In fact, the only reason that this works is because Kerbin is in a zero-eccentricity, zero-longitude-of-ascending-node, zero-argument-of-periapsis orbit that can thus directly relate the true anomaly value of Moho's longitude of ascending node to the mean anomaly value of its own orbital position without any correction at all.

However, Kerbin starts at π radians at epoch, not zero.  The reason it works anyway is because it sets up a transfer orbit:  you want to start on the opposite side from the destination, so adding π radians is a necessary step.  If Kerbin had had any other starting location, then this would not have worked.

Edited August 3, 2020 by Zhetaan

[Laie 1,408]

36 minutes ago, Grogs said:

According to the Wiki, Moho has an LAN of 70 degrees. 70 / 360 * 426 days = 82.833 days, so your eyeballing was pretty good if that's right.

because of what @Zhetaan point out in the next post, it never occurred to me to try that simple calculation.

38 minutes ago, Grogs said:

BTW, since you're not targeting Moho the DN should work too. The DN would be at 250 degrees, or 295.833 days into they year.

In principle yes, in practice it's more costly: starting at AN, you can go to Moho's PE (well, close enough) while when starting at DN, you'll go to it's AP. I haven't tried, but expect it to make 500-1000m/s difference.
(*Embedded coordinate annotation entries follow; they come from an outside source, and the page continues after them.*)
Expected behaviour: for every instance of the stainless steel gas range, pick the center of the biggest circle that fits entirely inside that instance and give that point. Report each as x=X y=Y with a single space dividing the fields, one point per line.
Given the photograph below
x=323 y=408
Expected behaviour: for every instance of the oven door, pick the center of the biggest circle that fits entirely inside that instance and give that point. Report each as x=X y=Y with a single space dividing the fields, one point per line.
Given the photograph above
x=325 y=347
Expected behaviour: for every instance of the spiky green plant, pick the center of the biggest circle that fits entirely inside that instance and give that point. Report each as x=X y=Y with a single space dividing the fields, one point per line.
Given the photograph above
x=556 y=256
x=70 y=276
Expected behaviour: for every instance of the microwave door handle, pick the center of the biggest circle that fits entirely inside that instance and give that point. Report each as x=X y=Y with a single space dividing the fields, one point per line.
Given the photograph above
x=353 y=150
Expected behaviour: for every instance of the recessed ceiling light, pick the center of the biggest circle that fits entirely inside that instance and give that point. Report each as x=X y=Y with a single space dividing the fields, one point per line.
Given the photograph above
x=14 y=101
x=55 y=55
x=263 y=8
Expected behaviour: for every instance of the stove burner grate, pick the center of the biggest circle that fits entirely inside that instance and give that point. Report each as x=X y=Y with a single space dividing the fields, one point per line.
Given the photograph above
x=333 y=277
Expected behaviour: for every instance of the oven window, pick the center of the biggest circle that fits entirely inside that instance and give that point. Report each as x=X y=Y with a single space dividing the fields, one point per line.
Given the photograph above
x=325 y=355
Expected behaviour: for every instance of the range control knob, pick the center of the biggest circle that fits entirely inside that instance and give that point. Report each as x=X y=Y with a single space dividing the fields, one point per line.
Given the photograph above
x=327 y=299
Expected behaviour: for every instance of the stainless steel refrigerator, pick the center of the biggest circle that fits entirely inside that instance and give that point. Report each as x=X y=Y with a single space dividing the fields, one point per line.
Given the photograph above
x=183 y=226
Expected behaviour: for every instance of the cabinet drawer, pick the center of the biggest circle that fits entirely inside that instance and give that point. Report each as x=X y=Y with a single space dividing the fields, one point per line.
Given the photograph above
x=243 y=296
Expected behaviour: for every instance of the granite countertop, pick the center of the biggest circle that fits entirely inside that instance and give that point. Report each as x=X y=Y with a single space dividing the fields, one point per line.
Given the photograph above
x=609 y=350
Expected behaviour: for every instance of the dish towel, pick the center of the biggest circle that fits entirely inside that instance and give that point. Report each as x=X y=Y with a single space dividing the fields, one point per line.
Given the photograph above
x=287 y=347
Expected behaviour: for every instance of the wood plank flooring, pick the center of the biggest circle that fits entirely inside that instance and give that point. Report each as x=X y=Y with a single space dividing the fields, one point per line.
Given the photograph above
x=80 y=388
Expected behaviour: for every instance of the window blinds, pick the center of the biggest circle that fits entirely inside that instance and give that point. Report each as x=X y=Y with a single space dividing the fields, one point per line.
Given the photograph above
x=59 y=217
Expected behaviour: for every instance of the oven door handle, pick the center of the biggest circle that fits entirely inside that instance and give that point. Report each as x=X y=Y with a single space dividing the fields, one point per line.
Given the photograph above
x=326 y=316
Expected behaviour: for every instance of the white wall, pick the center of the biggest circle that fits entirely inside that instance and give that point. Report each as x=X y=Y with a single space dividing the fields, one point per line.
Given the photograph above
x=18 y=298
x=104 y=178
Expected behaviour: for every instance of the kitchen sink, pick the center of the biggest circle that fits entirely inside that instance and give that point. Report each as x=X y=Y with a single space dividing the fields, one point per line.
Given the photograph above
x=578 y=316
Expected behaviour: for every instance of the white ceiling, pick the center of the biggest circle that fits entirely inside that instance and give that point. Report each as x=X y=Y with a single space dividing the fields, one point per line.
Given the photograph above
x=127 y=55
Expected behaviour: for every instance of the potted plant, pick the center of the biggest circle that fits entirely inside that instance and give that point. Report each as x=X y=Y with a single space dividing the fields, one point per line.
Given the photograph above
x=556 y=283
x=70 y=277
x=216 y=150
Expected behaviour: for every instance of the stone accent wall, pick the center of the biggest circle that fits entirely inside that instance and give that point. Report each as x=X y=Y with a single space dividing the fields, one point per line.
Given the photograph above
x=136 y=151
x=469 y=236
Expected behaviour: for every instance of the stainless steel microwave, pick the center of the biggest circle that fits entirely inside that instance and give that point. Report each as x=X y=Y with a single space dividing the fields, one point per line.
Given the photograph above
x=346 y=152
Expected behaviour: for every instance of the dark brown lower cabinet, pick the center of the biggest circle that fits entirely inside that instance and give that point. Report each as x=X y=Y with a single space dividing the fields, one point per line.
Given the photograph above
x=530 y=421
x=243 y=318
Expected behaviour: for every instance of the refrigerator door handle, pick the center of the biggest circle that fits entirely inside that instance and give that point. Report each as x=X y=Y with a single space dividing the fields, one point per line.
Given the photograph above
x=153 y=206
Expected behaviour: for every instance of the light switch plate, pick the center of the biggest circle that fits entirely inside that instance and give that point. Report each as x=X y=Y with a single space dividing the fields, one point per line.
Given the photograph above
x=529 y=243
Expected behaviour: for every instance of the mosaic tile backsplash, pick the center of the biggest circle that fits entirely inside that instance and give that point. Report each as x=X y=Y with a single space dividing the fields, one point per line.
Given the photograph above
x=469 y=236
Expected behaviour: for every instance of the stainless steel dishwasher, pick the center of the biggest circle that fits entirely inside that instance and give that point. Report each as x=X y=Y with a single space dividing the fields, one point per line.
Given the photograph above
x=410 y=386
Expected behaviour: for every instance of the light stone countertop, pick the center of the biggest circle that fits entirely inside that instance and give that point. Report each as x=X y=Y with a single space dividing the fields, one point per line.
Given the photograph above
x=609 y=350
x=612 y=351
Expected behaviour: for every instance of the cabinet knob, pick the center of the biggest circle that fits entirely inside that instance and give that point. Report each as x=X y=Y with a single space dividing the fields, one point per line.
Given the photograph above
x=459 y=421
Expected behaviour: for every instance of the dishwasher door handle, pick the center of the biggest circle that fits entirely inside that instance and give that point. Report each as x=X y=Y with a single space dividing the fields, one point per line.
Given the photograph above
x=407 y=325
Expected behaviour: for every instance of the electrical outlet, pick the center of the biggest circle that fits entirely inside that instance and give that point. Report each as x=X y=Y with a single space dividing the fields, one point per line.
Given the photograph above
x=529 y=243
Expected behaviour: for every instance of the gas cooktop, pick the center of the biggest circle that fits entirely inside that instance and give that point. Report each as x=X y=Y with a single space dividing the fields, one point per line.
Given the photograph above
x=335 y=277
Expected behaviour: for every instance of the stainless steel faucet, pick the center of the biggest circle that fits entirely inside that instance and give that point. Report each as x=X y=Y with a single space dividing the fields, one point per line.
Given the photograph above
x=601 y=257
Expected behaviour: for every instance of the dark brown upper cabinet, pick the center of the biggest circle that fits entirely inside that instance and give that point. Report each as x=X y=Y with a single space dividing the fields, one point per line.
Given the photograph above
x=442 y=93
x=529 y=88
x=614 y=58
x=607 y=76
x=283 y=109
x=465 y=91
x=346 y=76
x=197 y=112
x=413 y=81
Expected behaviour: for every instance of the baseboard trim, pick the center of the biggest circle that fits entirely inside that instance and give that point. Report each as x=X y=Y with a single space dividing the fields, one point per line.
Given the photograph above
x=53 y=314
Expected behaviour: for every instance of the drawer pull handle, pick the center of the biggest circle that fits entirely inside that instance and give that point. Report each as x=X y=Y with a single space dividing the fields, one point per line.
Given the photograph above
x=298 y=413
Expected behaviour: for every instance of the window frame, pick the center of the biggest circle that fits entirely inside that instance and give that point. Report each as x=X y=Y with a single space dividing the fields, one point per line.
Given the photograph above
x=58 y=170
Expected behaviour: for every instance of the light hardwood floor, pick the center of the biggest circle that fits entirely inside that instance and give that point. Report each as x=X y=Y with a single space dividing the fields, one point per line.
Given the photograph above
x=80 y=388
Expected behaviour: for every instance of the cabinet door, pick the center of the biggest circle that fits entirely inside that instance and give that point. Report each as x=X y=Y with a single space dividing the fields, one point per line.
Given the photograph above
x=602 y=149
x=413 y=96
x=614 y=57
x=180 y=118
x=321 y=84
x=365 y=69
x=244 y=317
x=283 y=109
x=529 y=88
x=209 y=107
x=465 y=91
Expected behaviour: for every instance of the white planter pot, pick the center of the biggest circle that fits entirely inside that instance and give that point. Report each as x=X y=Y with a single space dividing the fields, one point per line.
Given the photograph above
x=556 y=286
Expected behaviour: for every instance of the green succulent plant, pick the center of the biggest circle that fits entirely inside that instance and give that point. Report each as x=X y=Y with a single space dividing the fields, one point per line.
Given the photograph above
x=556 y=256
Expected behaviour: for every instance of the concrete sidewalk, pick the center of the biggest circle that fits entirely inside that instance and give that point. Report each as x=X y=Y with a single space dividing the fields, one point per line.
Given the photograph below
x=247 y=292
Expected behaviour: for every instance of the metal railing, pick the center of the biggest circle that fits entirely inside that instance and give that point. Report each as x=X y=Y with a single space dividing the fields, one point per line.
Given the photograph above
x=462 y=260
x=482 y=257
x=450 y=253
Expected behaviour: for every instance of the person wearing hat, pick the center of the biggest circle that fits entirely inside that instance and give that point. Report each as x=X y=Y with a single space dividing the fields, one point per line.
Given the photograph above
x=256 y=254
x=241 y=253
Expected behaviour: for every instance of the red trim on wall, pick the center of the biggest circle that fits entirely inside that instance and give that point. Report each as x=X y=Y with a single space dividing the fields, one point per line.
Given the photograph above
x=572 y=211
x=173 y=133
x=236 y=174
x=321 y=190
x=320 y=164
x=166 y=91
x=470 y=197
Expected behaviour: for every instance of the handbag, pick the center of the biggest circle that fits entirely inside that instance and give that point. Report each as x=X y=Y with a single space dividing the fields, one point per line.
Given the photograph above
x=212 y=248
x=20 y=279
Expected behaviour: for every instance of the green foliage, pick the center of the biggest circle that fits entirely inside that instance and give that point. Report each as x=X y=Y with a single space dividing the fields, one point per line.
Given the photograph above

17 minutes ago, Zhetaan said:

Oh!  I misunderstood earlier; you know that it's Day 82, but in case you forget again,

When I first came here, I had forgotten... again. I just hoped that someone would provide the right answer like, real quick.

Then again, figuring it out didn't take all that long. This time around I took a few screenshots and put up a tutorial page on the wiki. Trouble with getting to Moho is kind of an FAQ around here, after all, I guess a prefab tutorial may come in handy.